After estimating in February that the cuts required by the Affordable Care Act as well as other adjustments would reduce would reduce what it pays insurers next year by 1.9 percent per beneficiary, the Department of Health and Human Services said Monday it would instead give Medicare Advantage plans a raise of 0.4 percent.
America's Health Insurance Plans, the main industry lobby, said it was still studying the announcement. While it acknowledged that Monday's action leaves payments higher than what HHS had originally proposed, it disputed the agency's statement that 2015 rates would rise. AHIP had calculated the originally proposed cuts to be nearly 6 percent, not 1.9 percent.
Adjustments to the February proposals "will help mitigate the impact on seniors," AHIP CEO Karen Ignagni said in a statement. "But the Medicare Advantage program is still facing a reduction in payment rates next year…"
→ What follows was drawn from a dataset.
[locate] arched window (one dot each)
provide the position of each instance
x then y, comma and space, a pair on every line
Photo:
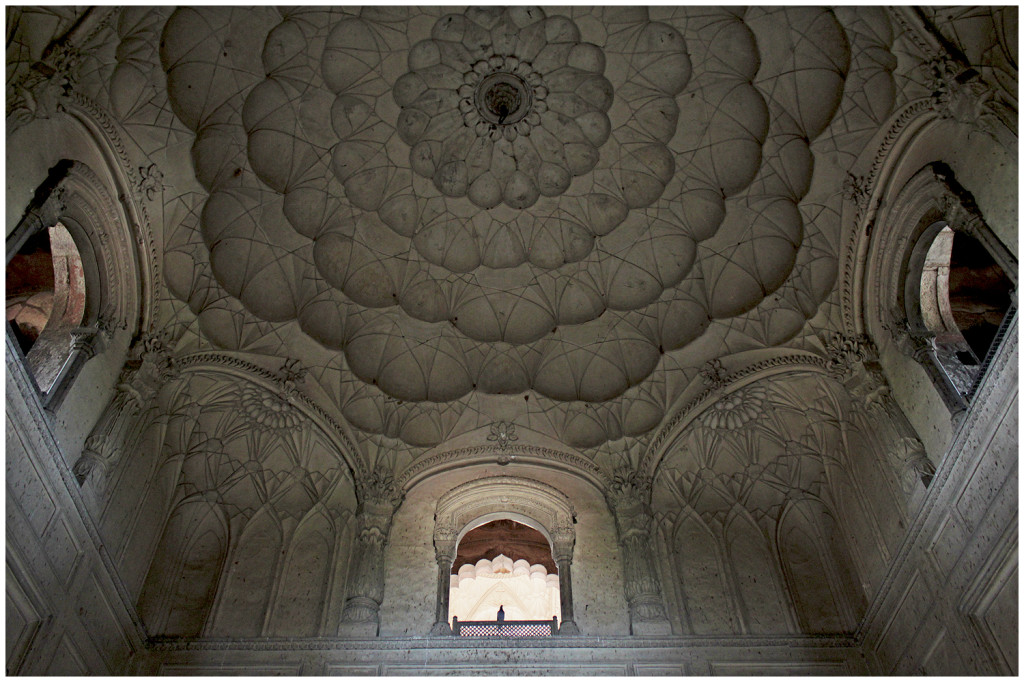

Ana Gupte, an industry analyst for Leerink Partners, agreed, saying the rates disclosed Monday will cut Medicare Advantage payments by about 3 percent. Still, that's a smaller reduction than what she calculated to be 5.5 percent in HHS's first proposal, she said in a note to clients.
The administration, for its part, portrayed the rates disclosed Monday as even better than the flat, year-to-year change that insurance companies sought.
"The industry asked us to use whatever means we could to keep the rates close to parity, to where they are today," Jonathan Blum, principal deputy administrator at the Centers for Medicare & Medicaid Services, told reporters. The rates set Monday are "a little higher than what the industry had recommended," Blum said.
Among other alterations, HHS dropped a plan to abandon the use of home-visit diagnoses for assigning member risk scores that affect payments. That proposal alone would have shaved 2 percentage points off what Medicare Advantage plans get from the government, according to a study commissioned by AHIP.